Beast/Jane. We are alpha.
So far, I thought back. Let’s see if money will make that more than a passing fancy.
“I know I’m the newcomer here. And what I know about construction can be written on the head of a pin in longhand. But I know hard work. You’re already on overtime,” I said to the crews. “As of now, you’re on bonus time. You get this house finished in thirty hours, according to the plan Renny lays out, and you will each make ten percent of your yearly base salary. In cash. To be paid by the MOC.” The unhappy stench on the air cleared up fast, eyes tightened, smiles started, and I could see them each calculating how much money they stood to make. “You get to police each other,” I continued. “If word comes to Derek Lee that someone’s slacking and letting other people do their work, with the plan to cash in on the bonus anyway, that person will be shipped back to shore. I expect you to work hard, work steady, work together, and take breaks and sleep time as needed. I don’t intend anyone to crash and burn.

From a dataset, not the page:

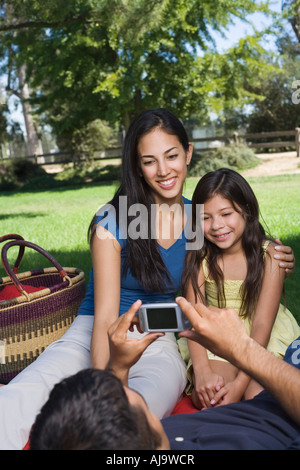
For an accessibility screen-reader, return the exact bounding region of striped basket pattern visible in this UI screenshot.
[0,240,85,383]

“I want the foremen of each crew to meet with Renny, Eli Younger, and Derek, when he gets back, to give them an idea of what needs to be done and in what order. This project, the approval of the MOC, as well as cash bonuses, are all on your shoulders.”
I turned to the side. “Mike. I’d like a tour of the house. Alex, come with. See what you need to get this place rigged for security and satellite cells or remote Internet or cameras or whatever it is needs doing.”
* * *
• • •
The house was in better shape than we feared and worse shape than we hoped. The pylons driven into the sand continued up through the house, which should have made the space feel cut up and small, but the poles had been wrapped in fancy woodwork and allowed an open floorplan. The first story was all party space, with a restaurant-quality white kitchen and brushed steel appliances that had clearly been updated in the last couple of years. Alex ran a hand along the white and gray countertops and said, “Carrara,” with reverence, so that had to mean they were top of the line. Interesting. Leo may not have been here, but his people had kept up the investment.